'Cell Phone': Art in the Palm of Your Hand
By Michael O'Sullivan
Washington Post Staff Writer
Friday, February 2, 2007; Page WE48
At some point during a recent tour of the Contemporary Museum's "Cell Phone: Art and the Mobile Phone," I started to become aware of two overpowering feelings: paranoia and technological inadequacy.
The paranoia hit while watching a short film documenting the performance of an interactive game called "Uncle Roy All Around You," by the London-based collective Blast Theory. It took me a few viewings to "get" how the game worked, but eventually it became clear. Players -- some sitting online in front of computer screens, with others walking the streets of the city armed with mobile devices -- try to locate a character called Uncle Roy by exchanging information with one another. Key to game strategy is the capability of such location-detecting technology as the Global Positioning System.
As the Contemporary's executive director and exhibition curator, Irene Hofmann, noted, we now have the ability to know where someone is at any given moment. Yikes.
The feeling that someone is looking over your shoulder first kicked in while I was playing with the interactive installation "Cell Phone Disco," by the Amsterdam-based collaborative Informationlab. (And, yes, if you're getting the feeling that a lot of the artists in this show aren't individuals, but groups with kooky names, you're right.) Using your cellphone's signal strength to activate panels studded with hundreds of red LEDs, "Disco" creates a visual metaphor for the invisible technology that follows us seemingly everywhere. It's eye candy as well as a little creepy. I also found myself a tiny bit jealous of the ability of Hofmann's wireless carrier (Cingular) to light up the board like crazy, while mine (Verizon) produced only a feeble trickle.

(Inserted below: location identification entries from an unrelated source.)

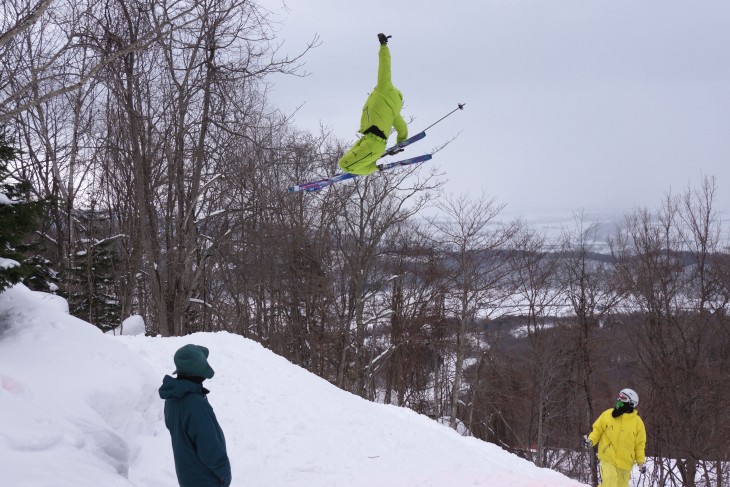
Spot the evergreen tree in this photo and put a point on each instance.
(18, 218)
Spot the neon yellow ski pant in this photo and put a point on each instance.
(612, 476)
(361, 158)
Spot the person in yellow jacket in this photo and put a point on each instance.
(379, 115)
(620, 436)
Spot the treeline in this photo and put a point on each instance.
(146, 131)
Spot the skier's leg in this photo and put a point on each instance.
(360, 159)
(612, 476)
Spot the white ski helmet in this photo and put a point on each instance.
(629, 396)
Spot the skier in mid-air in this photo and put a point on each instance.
(379, 115)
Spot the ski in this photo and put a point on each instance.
(323, 183)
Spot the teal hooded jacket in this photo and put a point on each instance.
(198, 444)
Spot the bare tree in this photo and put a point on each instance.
(475, 245)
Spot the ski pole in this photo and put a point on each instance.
(459, 107)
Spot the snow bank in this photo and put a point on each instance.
(80, 408)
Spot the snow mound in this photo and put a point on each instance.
(80, 408)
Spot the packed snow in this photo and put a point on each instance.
(80, 408)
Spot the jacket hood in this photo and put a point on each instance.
(172, 388)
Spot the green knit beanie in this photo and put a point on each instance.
(192, 360)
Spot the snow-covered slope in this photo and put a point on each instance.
(80, 408)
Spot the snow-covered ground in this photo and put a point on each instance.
(80, 408)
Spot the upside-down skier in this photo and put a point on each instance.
(380, 114)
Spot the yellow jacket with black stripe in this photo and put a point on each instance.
(621, 441)
(383, 106)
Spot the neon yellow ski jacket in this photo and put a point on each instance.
(384, 104)
(621, 441)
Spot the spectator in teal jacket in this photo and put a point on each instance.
(198, 444)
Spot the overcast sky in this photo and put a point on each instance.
(571, 104)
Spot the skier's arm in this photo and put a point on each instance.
(598, 428)
(640, 443)
(384, 79)
(401, 128)
(211, 448)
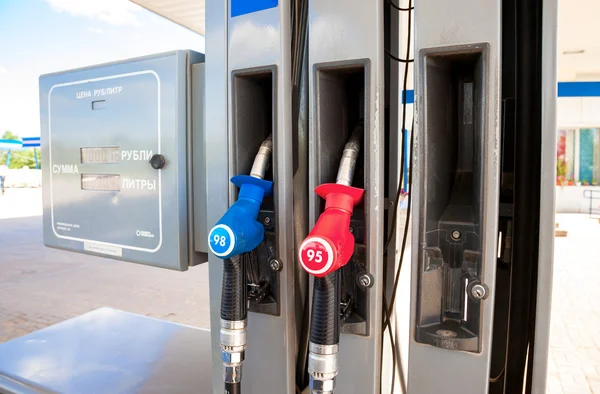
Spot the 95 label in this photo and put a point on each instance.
(316, 255)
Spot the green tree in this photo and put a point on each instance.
(18, 158)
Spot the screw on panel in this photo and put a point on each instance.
(365, 281)
(275, 265)
(479, 292)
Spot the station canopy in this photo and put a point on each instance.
(578, 46)
(187, 13)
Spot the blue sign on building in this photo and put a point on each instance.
(243, 7)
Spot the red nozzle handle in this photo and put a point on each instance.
(330, 244)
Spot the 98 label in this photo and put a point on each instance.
(221, 240)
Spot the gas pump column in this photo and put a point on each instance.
(236, 233)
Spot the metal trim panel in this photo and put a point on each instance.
(439, 24)
(217, 171)
(547, 201)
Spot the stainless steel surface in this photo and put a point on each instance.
(547, 201)
(322, 367)
(150, 98)
(323, 349)
(198, 119)
(108, 351)
(342, 33)
(232, 373)
(442, 23)
(234, 325)
(233, 341)
(349, 157)
(217, 166)
(321, 386)
(262, 159)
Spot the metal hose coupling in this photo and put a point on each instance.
(349, 157)
(322, 368)
(262, 159)
(233, 347)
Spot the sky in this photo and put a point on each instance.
(38, 37)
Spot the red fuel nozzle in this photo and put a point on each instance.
(330, 244)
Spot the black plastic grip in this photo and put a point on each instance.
(234, 305)
(233, 388)
(325, 317)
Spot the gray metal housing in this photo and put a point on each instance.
(346, 48)
(439, 26)
(140, 107)
(249, 59)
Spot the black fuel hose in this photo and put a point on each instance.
(234, 291)
(233, 388)
(325, 317)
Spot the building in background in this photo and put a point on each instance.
(578, 147)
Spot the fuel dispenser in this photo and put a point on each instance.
(143, 156)
(125, 161)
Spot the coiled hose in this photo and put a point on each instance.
(234, 291)
(234, 305)
(325, 317)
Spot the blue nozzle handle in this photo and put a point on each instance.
(238, 231)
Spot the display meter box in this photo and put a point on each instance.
(119, 144)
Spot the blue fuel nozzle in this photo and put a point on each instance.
(238, 231)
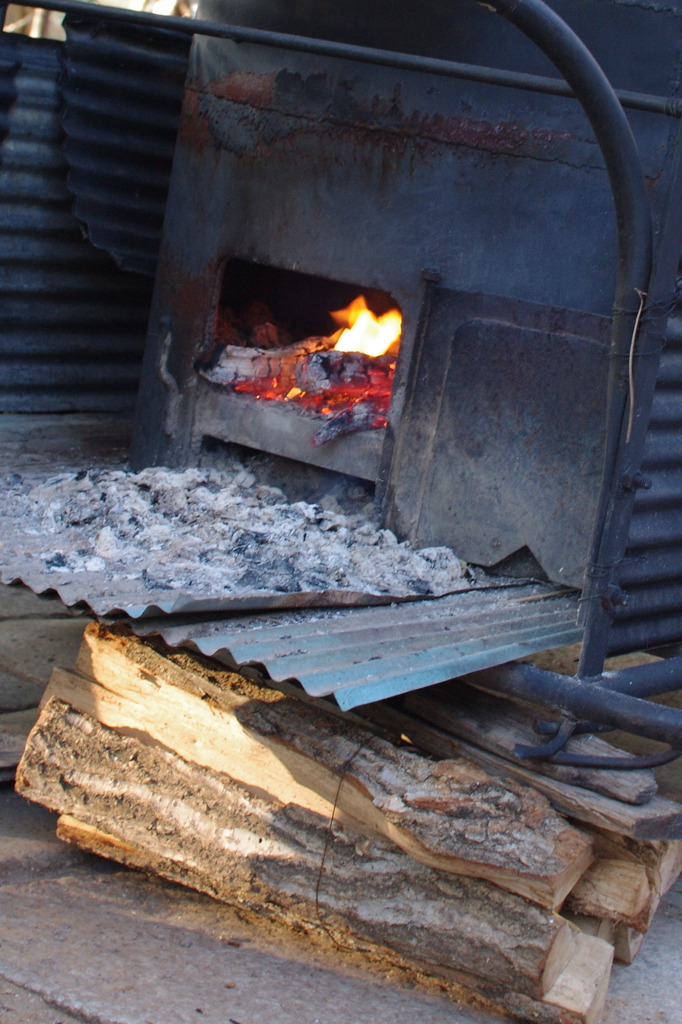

But my real tech-lust came while watching some of the micro-mini-videos commissioned, starting in 2004, by Nokia, the cellphone giant and -- no surprise -- one of the show's sponsors. Participants in the "Connect to Art" initiative include such art stars as William Wegman and David Salle, but I especially liked the interpretive dances to anger, love, joy, sorrow and fear featured in Finnish artist Kati Aberg's little clips (free and downloadable to your mobile phone, like the others, from http://www.nokia.com/art/mobile). Guess what though? They only work on late-model Nokias, such as the high-end N-series. (Note to Santa Claus: I've been a very good boy so far this year.) Grainier, lower-tech video is at the heart of Beatrice Valentine Amrhein's "Videos Lustre 027-2007," a sculpture consisting of 27 cellphones dangling, like a bunch of grapes, from an armature as low-resolution clips play continuously. Human anatomy is the subject of the work by the artist, trained as a painter, who clearly appreciates both the lovely, impressionistic visuals and the commentary on how mobile devices have become extensions of our bodies.
"Cell:block," by the Baltimore-based group URBANtells, lets museum visitors e-mail their own cellphone photographs to a constantly updated patchwork of images projected onto the gallery wall. I like the un-curated democracy of this high-tech "exquisite corpse," but when I was there, less than a week after the show's opening, the visual interest of the images submitted so far, was, to be charitable, less than compelling. I hope that, over time, that will improve as the database of images grows.
Another power-to-the-people piece comes courtesy of Paul Notzold and Frederico Hatoum, whose "TXTual Healing" invites visitors to send text messages in answer to the question "What are we afraid of?" A few seconds after hitting "Send," that word or phrase will appear on the wall, along with a photograph purporting to represent someone else who shares that fear. During my visit, a young woman sent in the words "Loving Mark," which soon popped up beneath a photo of a total stranger. Nice to know she's not alone.
That idea -- that we are all connected to one another in a world in which technology often seems to heighten our sense of isolation -- is actually the show's not-so-subtle subtext. Sure, there's a little bit of Big Brother in some of the ways cellphones allow us to be tracked. But it can also be empowering. In the end, that was the ultimate point of the "Uncle Roy" game, in which hundreds of players (all strangers) ended up making 12-month commitments to be available to one another -- by cellphone, naturally -- during times of crisis.
Not to be a corporate shill, but it kind of gives new meaning to Nokia's advertising slogan, "Connecting People." Whether we like it or not.